Image: Mexico City abortion
Alexandre Meneghini  /  AP
A doll representing a fetus, right, and crosses laid out by anti-abortion activists sit at Mexico City's central Zocalo square during a protest against the legalization of abortion on Wednesday. Signs next to the doll read in Spanish, " I want to live" and "Vote for me, vote for life."
updated 8/28/2008 4:59:30 PM ET 2008-08-28T20:59:30

Mexico's Supreme Court voted 8-3 Thursday to uphold legal abortion in the capital, opening the possibility that similar measures could be adopted elsewhere in Mexico — and perhaps beyond.

But conservative President Felipe Calderon, whose administration appealed the Mexico City law to the Supreme Court, is unlikely to stop fighting efforts to expand the availability of abortions.

Even with the Supreme Court's approval, pro-abortion groups complain that many doctors refuse to do the procedure in Mexico City. Some are morally opposed, while others fear public scorn or the wrath of the country's powerful Roman Catholic Church.

The church blasted the court on Thursday, declaring itself in mourning and issuing a statement that church leaders would redouble their efforts to campaign on behalf of "the millions of children who are being sacrificed."

About a dozen riot police blocked off the street leading to the court as the decision was announced, guarding against disturbances.

Jorge Serrano, director of the anti-abortion group Pro-Vida, called the ruling "a betrayal of the right to life."

"This tragedy we are living in Mexico City is going to spread to other states," he said.

Abortion rights activist Raffaella Schiavon greeted the decision.

"It opens the road for all of Latin America to start visualizing legal paths to abortion," said Schiavon, who directs the international abortion rights group Ipas and has been advising the city government.

Abortions legalized last year
Leftist Mexico City Mayor Marcelo Ebrard called the ruling "a triumph of reason over prejudice."

Last year, his government legalized abortions in the first 12 weeks of pregnancy. But the federal Attorney General's Office and National Human Rights Commission took the law to the Supreme Court, arguing the city can't make health laws.

Justice Guillermo Ortiz said the court was simply saying that it was constitutional for Mexico City to legalize abortion.

"It's not up to the Supreme Court to legalize or criminalize abortion," he said.

The law applies only to public hospitals in Mexico City and does not require doctors in federal hospitals or private clinics to perform abortions. It also allows doctors with moral objections to refuse to do the procedure.

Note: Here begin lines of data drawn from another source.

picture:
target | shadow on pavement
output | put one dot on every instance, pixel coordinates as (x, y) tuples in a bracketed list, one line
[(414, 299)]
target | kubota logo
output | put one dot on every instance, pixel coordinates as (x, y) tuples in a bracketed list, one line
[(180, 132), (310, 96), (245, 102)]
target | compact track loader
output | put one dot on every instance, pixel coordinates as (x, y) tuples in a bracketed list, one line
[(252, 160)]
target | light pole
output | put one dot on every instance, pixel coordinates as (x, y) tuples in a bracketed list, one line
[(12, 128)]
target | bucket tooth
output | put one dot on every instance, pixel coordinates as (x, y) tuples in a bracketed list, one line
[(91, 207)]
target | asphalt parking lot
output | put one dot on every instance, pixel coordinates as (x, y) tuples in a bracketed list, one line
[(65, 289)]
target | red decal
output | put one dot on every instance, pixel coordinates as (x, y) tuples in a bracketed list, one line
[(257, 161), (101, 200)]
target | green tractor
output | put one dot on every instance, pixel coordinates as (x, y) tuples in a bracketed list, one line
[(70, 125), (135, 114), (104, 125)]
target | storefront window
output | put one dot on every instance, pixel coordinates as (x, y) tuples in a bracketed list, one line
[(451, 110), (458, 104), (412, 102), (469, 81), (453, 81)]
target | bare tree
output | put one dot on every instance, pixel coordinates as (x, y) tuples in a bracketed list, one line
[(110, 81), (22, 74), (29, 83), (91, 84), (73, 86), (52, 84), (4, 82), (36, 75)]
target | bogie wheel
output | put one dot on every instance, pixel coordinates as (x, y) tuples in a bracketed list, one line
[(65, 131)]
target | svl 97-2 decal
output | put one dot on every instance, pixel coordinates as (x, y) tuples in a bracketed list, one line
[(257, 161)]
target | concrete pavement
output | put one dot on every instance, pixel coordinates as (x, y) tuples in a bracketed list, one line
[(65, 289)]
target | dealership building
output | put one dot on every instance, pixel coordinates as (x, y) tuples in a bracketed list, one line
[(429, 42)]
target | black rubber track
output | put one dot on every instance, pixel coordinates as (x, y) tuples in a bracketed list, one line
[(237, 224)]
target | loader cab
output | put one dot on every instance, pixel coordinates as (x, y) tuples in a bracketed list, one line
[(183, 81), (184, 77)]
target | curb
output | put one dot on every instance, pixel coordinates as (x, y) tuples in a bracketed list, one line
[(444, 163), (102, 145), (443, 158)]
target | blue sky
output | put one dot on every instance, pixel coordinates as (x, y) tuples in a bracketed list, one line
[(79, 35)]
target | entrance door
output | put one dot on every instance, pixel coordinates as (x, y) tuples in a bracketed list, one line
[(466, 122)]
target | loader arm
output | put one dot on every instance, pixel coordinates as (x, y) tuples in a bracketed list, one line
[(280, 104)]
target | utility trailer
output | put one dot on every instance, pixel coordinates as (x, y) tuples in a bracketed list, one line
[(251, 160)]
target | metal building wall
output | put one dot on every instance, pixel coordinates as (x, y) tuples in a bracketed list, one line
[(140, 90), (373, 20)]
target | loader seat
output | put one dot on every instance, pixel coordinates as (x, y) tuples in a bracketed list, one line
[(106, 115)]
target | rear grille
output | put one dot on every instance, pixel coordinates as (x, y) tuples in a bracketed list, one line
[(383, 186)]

Abortions continued, despite the appeal, with more than 12,000 women seeking them at 14 Mexico City hospitals, according to the city health department. Schiavon said 20 percent of those were Mexicans who live outside the capital.

Elsewhere in Mexico, abortion is allowed only in cases of rape, when the mother's life is in danger or if the fetus has severe deformities.

That is standard across the Americas, where only Cuba, Guyana, Canada and the United States allow abortions without restrictions in the first trimester.

Nicaragua banned abortion in all cases in 2006.

Some doctors refuse procedure
Before the law, many women in Mexico who wanted to terminate a pregnancy would drink an herbal tea designed to induce abortion or seek out someone who could carry out a crude, home version of the procedure.

While many doctors refuse to perform abortions, Schiavon said the city has tried to make the procedure accessible by creating a hot line for women and opening counseling centers in hospitals.

Dr. Francisco Hernandez, who has been a gynecologist in Mexico City for 52 years, said he's been asked five times to perform an abortion, but refused.

"I offered those women free prenatal checkups and a free birth, and then I told them they could wring the child's neck themselves," he said.

At a Mexico City abortion clinic Thursday, officials refused to talk to the press and two security guards stood at the door. No one appeared to be going in or out of the clinic for an abortion, but a long line of people, mainly women, collected government vouchers for free school supplies for their children.

Nearby, two protesters set up a framed picture of the Virgin of Guadalupe and invited people to pray with them to stop abortion.

Brenda Velez, 38, said she visits the clinic four times a week to recite the rosary.

"They are just encouraging women to be dirty and loose," she said. "The justices' decision is only going to spread more irresponsible behavior."